Appellants' claim in count two was, as found by the district court, a state law claim against Textron. Textron was not the bankrupt party subject to the Chapter 11 proceedings, and as determined by the district court, the bankruptcy court had no jurisdiction over Textron or its assets. At best, this claim may have been subject to the supplemental jurisdiction of the bankruptcy court pursuant to 28 U.S.C. § 1367(a).
For the federal court to have supplemental jurisdiction over the state law claim, the claim must be “related to” the original federal claim such that it is a “part of the same case or controversy.” 28 U.S.C. § 1367(a). The test for determining whether one claim is “related to” another has been articulated as “whether the outcome of that proceeding could conceivably have any effect on the estate being administered in bankruptcy.” Pacor, Inc. v. Higgins, 743 F.2d 984, 994 (3d Cir.1984) (emphasis omitted), implied overruling on other grounds recognized by Donaldson v. Bernstein, 104 F.3d 547, 553 n. 1 (3d Cir.1997).
Here, the federal district court determined that the state claim filed in the bankruptcy proceeding against Textron was not sufficiently “related to” the claim against Twin Eagles. The court pointed out that even if the relief requested in count two was granted, it would not impact the bankruptcy estate. This ruling was not appealed and is determinative of this issue. Because this claim against Textron was not “related to” the claim against Twin Eagles, it is not entitled to the federal court's supplemental jurisdiction and the tolling provision found in 28 U.S.C. § 1367(d) does not apply. As such, the trial court was correct to dismiss the claim, which was filed beyond the five-year statute of limitations period found in section 95.11(2)(b). See Heckman v. City of Oakland Park, 644 So.2d 525, 527 (Fla. 4th DCA 1994) (“The Heckmans were free to choose the forum in which they sought to litigate these claims. They cannot now argue a tolling of a state court statute of limitation[s] because of their voluntary but improvident foray into the federal arena.”).
As to Appellants' state court claim against Textron for unjust enrichment, we agree that because this claim was not part of the bankruptcy complaint, the provisions of 28 U.S.C. § 1367(d) do not apply and that this claim is also barred by the statute of limitations.
KHOUZAM and CRENSHAW 3 , JJ., Concur.
1. This was confirmed by deposition testimony taken during the discovery phase of the adversary proceeding. The trial court's order granting Textron's motion to dismiss made a finding that at the time of the filing of the complaint in bankruptcy court, Appellants did not know which entity had possession of the resale proceeds; however, the complaint alleged that “upon information and belief,” Twin Eagles had transferred the funds to Textron prior to the commencement of the Chapter 11 proceedings.

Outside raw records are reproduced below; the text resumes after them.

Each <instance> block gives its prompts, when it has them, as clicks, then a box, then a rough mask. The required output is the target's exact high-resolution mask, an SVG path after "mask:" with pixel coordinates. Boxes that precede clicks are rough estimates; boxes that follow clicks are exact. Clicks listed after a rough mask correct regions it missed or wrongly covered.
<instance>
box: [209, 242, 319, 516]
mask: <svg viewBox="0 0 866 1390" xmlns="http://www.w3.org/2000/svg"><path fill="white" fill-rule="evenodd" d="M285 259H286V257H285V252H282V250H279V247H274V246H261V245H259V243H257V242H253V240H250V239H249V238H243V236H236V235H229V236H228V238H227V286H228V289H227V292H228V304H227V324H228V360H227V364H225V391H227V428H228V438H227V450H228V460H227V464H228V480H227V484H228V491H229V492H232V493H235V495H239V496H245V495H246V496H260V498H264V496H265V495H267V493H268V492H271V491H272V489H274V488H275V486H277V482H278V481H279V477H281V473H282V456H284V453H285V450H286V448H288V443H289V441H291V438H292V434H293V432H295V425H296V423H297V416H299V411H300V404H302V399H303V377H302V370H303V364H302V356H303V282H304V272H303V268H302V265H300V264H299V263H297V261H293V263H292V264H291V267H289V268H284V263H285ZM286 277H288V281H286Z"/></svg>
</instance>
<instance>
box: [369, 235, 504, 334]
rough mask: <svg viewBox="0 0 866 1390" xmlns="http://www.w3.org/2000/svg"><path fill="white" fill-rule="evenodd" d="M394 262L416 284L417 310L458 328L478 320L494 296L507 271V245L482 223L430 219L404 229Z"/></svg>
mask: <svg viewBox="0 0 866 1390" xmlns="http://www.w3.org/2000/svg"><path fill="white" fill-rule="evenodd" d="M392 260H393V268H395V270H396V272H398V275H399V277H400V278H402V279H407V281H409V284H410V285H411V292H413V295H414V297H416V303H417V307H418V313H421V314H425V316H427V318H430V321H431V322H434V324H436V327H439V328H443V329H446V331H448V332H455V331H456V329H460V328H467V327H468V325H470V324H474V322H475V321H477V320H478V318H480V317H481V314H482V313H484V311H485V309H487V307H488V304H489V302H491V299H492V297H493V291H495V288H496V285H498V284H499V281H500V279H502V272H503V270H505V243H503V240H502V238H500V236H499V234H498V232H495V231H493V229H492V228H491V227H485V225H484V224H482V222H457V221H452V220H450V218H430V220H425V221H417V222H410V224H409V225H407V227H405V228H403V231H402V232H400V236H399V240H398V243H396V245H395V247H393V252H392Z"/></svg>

2. The district court's order and opinion first resolved the question of whether that court had jurisdiction to consider the appeal. Much of the opinion was given to the issue of appellate jurisdiction, with only a portion devoted to the bankruptcy court's jurisdiction to consider count two of the complaint. Since Appellants voluntarily dismissed count one with prejudice, the opinion did not discuss jurisdictional issues related to that claim.
3. Judge Crenshaw has been substituted for Judge Stringer, an original panel member in this proceeding, and she has viewed and listened to a recording of the oral argument.